[Libguestfs] [PATCH] RFC: OCaml tools: add and use a Getopt module
Pino Toscano
ptoscano at redhat.com
Mon Jul 11 15:57:43 UTC 2016
On Monday, 27 June 2016 15:42:46 CEST Richard W.M. Jones wrote:
> On Fri, Jun 24, 2016 at 05:42:37PM +0200, Pino Toscano wrote:
> > Add a new Getopt module to mllib, to parse command line arguments with
> > handlers close to the ones used with Arg, but using getopt(3) (actually
> > getopt_long_only) to do the real parsing. This allow us to provide
> > options for OCaml tools with a syntax similar to the C tools, and use
> > the additional features getopt offers and Arg does not.
> >
> > Do a single-step conversion of Common_utils and all the OCaml tools to
> > the syntax of Getopt.
> >
> > As side-change due to the conversion, extra arguments for sysprep
> > operation can have more keys for the same argument.
>
> In general terms, it's a very good change which really improves the
> tools.
>
> I have a few fairly minor issues below. ACK if you can clean all of
> those up.
[...]
> > diff --git a/mllib/getopt-c.c b/mllib/getopt-c.c
> > new file mode 100644
> > index 0000000..d44448f
> > --- /dev/null
> > +++ b/mllib/getopt-c.c
> > @@ -0,0 +1,398 @@
>
> > +value
> > +guestfs_int_mllib_getopt_parse (value argsv, value specsv, value anon_funv, value usage_msgv)
>
> I'm not convinced that this function is safe against OCaml GC compaction.
>
> In particular there are problems such as:
>
> ...
> > + for (j = 0; j < len; ++j) {
> > + const char *key = String_val (Field (keysv, j));
>
> key now points to a string on the OCaml heap, and then ...
>
> > + if (newopts == NULL)
> > + caml_raise_out_of_memory ();
> > + longopts = newopts;
> > + longopts[longopts_len].name = key;
>
> the same pointer is copied to longopts, but ...
>
> > + case 0: /* Unit of (unit -> unit) */
> > + do_call1 (Field (actionv, 0), Val_unit);
>
> At this point you're calling an OCaml function which is likely to
> allocate, and could therefore call the GC, and could therefore compact
> the heap, which would move that string around, and make your pointer
> invalid. (You could try adding `Gc.compact ()' to one of these
> callback functions -- I'm fairly sure at least some of the time you
> could get a segfault, and if not, valgrind wouldn't be happy).

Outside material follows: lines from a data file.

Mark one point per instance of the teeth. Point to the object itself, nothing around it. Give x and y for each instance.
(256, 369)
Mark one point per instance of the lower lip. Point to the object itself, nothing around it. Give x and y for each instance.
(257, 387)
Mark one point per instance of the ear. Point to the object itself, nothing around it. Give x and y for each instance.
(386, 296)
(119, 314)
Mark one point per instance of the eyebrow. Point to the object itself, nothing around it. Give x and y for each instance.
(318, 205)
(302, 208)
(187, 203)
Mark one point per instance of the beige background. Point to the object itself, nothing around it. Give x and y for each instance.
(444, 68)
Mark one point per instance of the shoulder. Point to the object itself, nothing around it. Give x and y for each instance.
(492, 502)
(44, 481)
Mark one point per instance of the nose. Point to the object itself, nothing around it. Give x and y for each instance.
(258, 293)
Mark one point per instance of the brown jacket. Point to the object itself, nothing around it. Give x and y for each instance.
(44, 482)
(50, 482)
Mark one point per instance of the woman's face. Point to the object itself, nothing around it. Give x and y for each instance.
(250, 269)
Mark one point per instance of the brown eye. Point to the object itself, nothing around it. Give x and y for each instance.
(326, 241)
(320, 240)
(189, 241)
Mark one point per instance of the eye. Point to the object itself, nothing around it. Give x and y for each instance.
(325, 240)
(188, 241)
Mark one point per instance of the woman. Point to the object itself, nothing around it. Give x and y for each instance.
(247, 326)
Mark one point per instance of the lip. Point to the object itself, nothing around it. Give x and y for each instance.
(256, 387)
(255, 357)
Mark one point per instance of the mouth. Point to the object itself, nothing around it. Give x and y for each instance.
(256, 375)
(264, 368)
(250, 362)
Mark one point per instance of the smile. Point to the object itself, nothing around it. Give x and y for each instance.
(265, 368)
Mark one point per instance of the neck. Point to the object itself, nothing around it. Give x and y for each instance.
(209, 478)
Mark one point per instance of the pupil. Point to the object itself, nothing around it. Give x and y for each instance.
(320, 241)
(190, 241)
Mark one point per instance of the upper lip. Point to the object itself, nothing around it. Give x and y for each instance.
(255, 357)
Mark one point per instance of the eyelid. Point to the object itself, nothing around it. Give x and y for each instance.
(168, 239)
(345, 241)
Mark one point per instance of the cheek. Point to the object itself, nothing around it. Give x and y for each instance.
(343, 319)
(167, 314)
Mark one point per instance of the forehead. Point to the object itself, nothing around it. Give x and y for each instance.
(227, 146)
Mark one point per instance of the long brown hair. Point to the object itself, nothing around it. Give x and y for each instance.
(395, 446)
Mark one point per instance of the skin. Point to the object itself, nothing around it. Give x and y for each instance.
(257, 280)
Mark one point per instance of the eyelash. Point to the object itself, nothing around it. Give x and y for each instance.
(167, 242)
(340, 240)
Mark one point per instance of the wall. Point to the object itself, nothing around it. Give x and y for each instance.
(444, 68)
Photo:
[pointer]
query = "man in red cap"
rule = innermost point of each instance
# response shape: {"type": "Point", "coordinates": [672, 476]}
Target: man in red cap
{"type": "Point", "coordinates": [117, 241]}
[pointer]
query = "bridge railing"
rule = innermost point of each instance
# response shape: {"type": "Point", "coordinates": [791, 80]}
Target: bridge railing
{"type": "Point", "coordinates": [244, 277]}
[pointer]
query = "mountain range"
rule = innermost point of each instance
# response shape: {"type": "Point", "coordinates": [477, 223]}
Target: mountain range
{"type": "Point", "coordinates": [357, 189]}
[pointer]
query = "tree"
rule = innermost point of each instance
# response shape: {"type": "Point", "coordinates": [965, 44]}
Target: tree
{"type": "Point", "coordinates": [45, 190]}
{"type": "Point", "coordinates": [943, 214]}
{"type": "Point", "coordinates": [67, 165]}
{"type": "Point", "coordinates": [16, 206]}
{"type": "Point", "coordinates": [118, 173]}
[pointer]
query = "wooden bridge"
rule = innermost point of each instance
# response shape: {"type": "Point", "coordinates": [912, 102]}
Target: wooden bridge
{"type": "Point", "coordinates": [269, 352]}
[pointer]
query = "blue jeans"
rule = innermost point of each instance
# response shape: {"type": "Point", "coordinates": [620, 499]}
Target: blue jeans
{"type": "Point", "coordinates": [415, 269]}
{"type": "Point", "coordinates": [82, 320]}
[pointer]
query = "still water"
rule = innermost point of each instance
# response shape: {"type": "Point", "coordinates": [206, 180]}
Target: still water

I see, it fails that way indeed. Fixed it by:
- copying long option strings on the heap (with the ugly cast in
cleanup_option_list, but almost unavoidable)
- making sure that operations that trigger allocations are executed
one-by-one (i.e. caml_copy_string out of direct function parameters,
etc)
> > +external getopt_parse : string array -> (c_keys * spec * doc) array -> ?anon_fun:anon_fun -> usage_msg -> unit = "guestfs_int_mllib_getopt_parse"
> > +
> > +let parse_argv argv specs ?anon_fun usage_msg =
>
> I feel this function could do some sanity checking on the inputs,
> especially the keys (but see my comment below). If the sanity check
> fails, it should either assert or failwith, but definitely not
> continue.
Moved the sanity checks in the OCaml part.
> > + let specs = specs @ [
> > + (* Handled internally by getopt_parse. *)
> > + [ "-h"; "-help"; "--help" ], Unit (fun () -> ()), s_"Display brief help";
> > + ] in
> > + let specs = List.map (
> > + fun (keys, spec, doc) ->
> > + (Array.of_list keys), spec, doc
>
> You don't need parens here, since function application always binds tightest.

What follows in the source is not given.